Se fue al bosque, atravesando los escasos pinos, no miró atrás. Estaba enfadada.

Milva sabía lo que había tenido lugar en la primera luna nueva de julio en la isla de Thanedd, los Scoia'tael hablaban sin pausa de ello. Durante el congreso de los hechiceros en la isla estalló una rebelión, se derramó san­gre, rodaron cabezas. Y los ejércitos de Nilfgaard, como a una señal, ataca­ron Aedim y Lyria, comenzó la guerra. Y en Temería, Redania y Kaedwen todas las culpas recayeron sobre los Ardillas. Primero, porque al parecer un comando de Scoia'tael acudió en ayuda de los hechiceros sublevados en Thanedd. Segundo, porque al parecer algún elfo, o puede que medio elfo, atravesó con un estilete y dejó muerto a Vizimir, el rey de Redania. Así que los humanos, llenos de rabia, se lanzaron sobre los Ardillas. Todo bullía como en un caldero, la sangre de elfo fluía como un río...

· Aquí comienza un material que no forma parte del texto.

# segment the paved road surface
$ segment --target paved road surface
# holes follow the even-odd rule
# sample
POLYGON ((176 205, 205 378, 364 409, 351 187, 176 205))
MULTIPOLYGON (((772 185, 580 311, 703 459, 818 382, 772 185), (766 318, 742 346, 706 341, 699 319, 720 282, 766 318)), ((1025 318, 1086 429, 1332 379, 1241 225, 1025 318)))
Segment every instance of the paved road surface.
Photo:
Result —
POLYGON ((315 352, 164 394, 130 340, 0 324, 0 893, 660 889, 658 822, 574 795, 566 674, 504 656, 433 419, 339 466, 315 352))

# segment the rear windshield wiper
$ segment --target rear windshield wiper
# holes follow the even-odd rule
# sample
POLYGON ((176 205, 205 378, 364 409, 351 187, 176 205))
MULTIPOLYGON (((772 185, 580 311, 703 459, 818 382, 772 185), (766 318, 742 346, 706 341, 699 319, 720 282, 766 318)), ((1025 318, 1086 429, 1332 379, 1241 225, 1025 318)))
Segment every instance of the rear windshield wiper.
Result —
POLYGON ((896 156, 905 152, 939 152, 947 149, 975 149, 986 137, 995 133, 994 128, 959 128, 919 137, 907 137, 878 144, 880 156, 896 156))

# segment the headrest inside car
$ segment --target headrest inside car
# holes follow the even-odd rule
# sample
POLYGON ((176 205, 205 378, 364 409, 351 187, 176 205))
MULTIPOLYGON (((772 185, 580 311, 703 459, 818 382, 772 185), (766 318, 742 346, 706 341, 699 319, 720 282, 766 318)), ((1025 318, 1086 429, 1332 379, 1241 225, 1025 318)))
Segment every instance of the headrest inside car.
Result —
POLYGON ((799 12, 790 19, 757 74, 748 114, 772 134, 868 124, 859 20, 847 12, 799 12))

Ja, pensó Milva, ¿y no será verdad lo que los sacerdotes berrean de que se acerca el fin del mundo y el día del juicio? El mundo en llamas, el hombre será un lobo no sólo para el elfo sino para el propio hombre, el hermano alzará el cuchillo contra el hermano... Y el brujo se mezcla en políticas y se pone en rebeldía. ¡Un brujo, que al fin y al cabo para andar por el mundo está, y para matar a los monstruos que a las gentes dañan! Desde que el mundo es mundo, nunca brujo alguno se dejó meter en políticas ni en gue­rras. Pues si hasta un cuento hay sobre un rey tonto que llevaba agua en una criba, quería cortarle la cola a una fiebre y hacer voievoda a un brujo. Y acá lo tienes, un brujo malferido en levantamiento contra los reyes y que se ha de guardar del castigo en Brokilón. ¡Lo dicho, el fin del mundo!

—Hola, María.

La recorrió un escalofrío. La dríada apoyada en un pino tenía los ojos y los cabellos de color de plata. El sol poniente otorgaba una aureola a su cabeza recortada contra el abigarrado fondo de la pared del bosque. Milva dobló una rodilla, bajó la cabeza.

—Os saludo, doña Eithné,

La señora de Brokilón se introdujo en el cinturón de líber un cuchillito de oro con la forma de una hoz.

—Levántate —dijo—. Vamos a dar un paseo. Quiero hablar contigo.

Anduvieron juntas largo rato a través del tenebroso bosque, la dríada de cabellos plateados y la alta muchacha de cabellos color de lino. Ningu­na de las dos interrumpió el silencio.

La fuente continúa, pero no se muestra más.